The final, and perhaps most important consideration, is how to reduce our polarization on those platforms that allow for open debate.
4 quick suggestions:
- Fact check and bias check everything you post beforehand- especially if it’s news or political content. No source is perfect (even my beloved BBC). Ground News shows the volume of reporting on stories from across the partisan divide. I also haven’t used it much yet, but AllSides claims to show both sides of the debate at once.
- Remember that engaging with inflammatory content automatically boosts it, even if your engagement is itself outraged (“Look how stupid this is!”). It also ensures you get served more of that content.
- Try to seek out intelligent connections from outside your ideological bubble and share their content. Bear in mind each one of us is being served an often radically different reality from everyone else.
- Try and keep discussions civil and inquisitive. Ask the kind of questions that elicit thoughtful responses. A cracking example: “What have you experienced that I haven’t that makes you believe what you do?” Via the always wonderful Morgan Housel. This fulfills 3 core functions. Firstly it has the delightful ability to expose anyone who gets their opinions second-hand via cable news or social media. Secondly, it makes a direct appeal to personal experience, opening up emotions not facts. Thirdly it might actually make you reconsider your own opinions.
We are entering a future where we will be continuously presented with a map of the world that is filled with insanity, outrage, and monsters. The map is not the territory, but the irony is the more we think the map is real, the more the territory will change.

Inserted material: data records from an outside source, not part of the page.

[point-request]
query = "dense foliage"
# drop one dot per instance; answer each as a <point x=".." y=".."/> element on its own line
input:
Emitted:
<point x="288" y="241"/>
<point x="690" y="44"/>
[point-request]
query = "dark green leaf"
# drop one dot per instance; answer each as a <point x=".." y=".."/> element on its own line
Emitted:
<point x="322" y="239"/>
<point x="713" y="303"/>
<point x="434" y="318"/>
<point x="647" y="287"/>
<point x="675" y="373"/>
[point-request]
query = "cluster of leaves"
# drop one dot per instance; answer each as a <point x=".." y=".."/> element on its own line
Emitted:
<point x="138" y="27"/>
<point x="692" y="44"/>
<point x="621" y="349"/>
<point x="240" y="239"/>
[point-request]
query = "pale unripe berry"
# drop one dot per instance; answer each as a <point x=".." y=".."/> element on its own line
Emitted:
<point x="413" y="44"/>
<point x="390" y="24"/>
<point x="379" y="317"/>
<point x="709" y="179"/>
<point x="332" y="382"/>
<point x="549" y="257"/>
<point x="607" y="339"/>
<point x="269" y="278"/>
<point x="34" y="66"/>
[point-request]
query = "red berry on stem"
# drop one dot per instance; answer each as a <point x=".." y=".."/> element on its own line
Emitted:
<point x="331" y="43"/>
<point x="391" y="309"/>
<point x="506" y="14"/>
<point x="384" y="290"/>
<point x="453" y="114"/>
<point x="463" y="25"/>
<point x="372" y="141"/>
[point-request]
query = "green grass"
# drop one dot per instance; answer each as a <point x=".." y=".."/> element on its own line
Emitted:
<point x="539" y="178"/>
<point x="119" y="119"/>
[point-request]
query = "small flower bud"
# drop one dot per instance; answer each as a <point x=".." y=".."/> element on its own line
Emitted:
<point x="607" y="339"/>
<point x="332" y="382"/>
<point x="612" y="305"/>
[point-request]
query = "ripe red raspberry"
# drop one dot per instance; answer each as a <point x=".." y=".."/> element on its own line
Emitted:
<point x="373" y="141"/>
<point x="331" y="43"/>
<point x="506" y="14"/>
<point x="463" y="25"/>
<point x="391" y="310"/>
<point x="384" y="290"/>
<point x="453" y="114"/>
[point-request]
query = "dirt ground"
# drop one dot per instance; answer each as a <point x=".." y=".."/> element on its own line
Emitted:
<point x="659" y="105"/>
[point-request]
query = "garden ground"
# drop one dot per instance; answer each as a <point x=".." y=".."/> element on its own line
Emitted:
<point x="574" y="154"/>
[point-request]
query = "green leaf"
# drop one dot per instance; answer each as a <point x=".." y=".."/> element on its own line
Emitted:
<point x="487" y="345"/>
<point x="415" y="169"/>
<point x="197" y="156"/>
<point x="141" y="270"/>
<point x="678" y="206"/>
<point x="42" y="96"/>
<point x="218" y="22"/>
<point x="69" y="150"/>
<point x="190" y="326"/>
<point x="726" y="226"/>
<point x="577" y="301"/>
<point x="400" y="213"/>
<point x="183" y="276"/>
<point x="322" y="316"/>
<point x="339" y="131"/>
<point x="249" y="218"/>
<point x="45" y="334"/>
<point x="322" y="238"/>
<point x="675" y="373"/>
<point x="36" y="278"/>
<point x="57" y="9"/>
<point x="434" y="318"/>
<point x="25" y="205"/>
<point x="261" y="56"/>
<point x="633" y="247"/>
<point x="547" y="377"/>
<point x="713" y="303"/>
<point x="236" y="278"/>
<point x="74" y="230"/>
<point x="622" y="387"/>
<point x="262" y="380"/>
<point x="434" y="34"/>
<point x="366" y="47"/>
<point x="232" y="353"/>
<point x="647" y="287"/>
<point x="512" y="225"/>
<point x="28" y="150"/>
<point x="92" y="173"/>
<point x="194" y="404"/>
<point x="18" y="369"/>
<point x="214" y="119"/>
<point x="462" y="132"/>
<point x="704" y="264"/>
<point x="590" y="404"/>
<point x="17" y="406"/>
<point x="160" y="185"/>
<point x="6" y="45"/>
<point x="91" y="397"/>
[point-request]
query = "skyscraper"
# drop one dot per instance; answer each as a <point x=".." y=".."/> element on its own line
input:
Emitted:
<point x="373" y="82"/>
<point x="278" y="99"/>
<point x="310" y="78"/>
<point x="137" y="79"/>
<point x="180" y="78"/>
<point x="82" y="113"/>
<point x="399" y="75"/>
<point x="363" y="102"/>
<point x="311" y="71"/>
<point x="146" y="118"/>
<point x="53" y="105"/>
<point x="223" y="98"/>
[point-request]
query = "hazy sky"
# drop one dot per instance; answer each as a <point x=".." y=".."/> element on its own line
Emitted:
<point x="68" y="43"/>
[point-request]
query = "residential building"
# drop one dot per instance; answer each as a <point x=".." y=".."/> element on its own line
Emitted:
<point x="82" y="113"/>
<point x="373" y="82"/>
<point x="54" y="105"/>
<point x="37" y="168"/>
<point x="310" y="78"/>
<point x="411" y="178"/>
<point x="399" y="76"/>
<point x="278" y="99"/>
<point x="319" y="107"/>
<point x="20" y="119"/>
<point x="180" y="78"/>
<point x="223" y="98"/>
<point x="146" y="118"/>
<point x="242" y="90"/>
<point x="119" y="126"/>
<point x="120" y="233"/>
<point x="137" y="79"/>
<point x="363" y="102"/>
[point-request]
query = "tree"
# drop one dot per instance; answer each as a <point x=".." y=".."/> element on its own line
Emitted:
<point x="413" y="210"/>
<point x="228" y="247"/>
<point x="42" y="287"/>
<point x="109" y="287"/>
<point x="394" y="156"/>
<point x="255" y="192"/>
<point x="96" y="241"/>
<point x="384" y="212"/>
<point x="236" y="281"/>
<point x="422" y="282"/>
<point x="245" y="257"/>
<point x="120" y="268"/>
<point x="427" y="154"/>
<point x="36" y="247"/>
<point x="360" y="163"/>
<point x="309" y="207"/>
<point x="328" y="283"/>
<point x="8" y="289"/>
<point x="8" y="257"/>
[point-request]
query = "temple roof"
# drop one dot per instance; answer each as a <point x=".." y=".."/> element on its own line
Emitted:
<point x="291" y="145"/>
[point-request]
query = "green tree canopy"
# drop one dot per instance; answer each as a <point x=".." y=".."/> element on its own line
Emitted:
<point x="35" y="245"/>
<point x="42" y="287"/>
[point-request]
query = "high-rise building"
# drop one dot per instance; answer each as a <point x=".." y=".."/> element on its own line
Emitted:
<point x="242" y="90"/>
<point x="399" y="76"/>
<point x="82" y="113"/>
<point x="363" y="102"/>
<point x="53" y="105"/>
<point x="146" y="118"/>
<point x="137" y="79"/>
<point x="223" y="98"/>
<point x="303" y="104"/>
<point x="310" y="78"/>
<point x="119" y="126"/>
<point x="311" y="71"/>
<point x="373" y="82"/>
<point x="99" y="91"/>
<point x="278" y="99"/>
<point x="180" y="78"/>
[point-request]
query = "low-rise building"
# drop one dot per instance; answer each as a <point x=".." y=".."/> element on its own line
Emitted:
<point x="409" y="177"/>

The last point I’ll make is about addiction. Addiction typically meets a need. If you work out what specifically YOU need from social media, and solve for that, it prevents the creep of social media using YOU for its needs. For me, the need that is met by social media is a deeply ingrained desire to look intelligent. It’s a bit embarrassing. But from my earliest days, I saw a route to parental love and popular approval through academic achievement. That has followed me through to adulthood. I get significant ego-gratification from people telling me they find my social media content clever or interesting. I can still meet that need by sharing articles, but I can also diminish the dopamine feedback loops by time-limiting my access to the responses. Once you become aware of the deeper need, you can be smarter about selectively feeding it.
Protect your attention, it’s literally the only resource we have.
“Our only choice, our only power, our only means of self-creation and world-creation, is our power of attention. In other words, at any given moment the only thing we are actually choosing is where to place our attention. Everything else is automatic.”- Charles Eisenstein.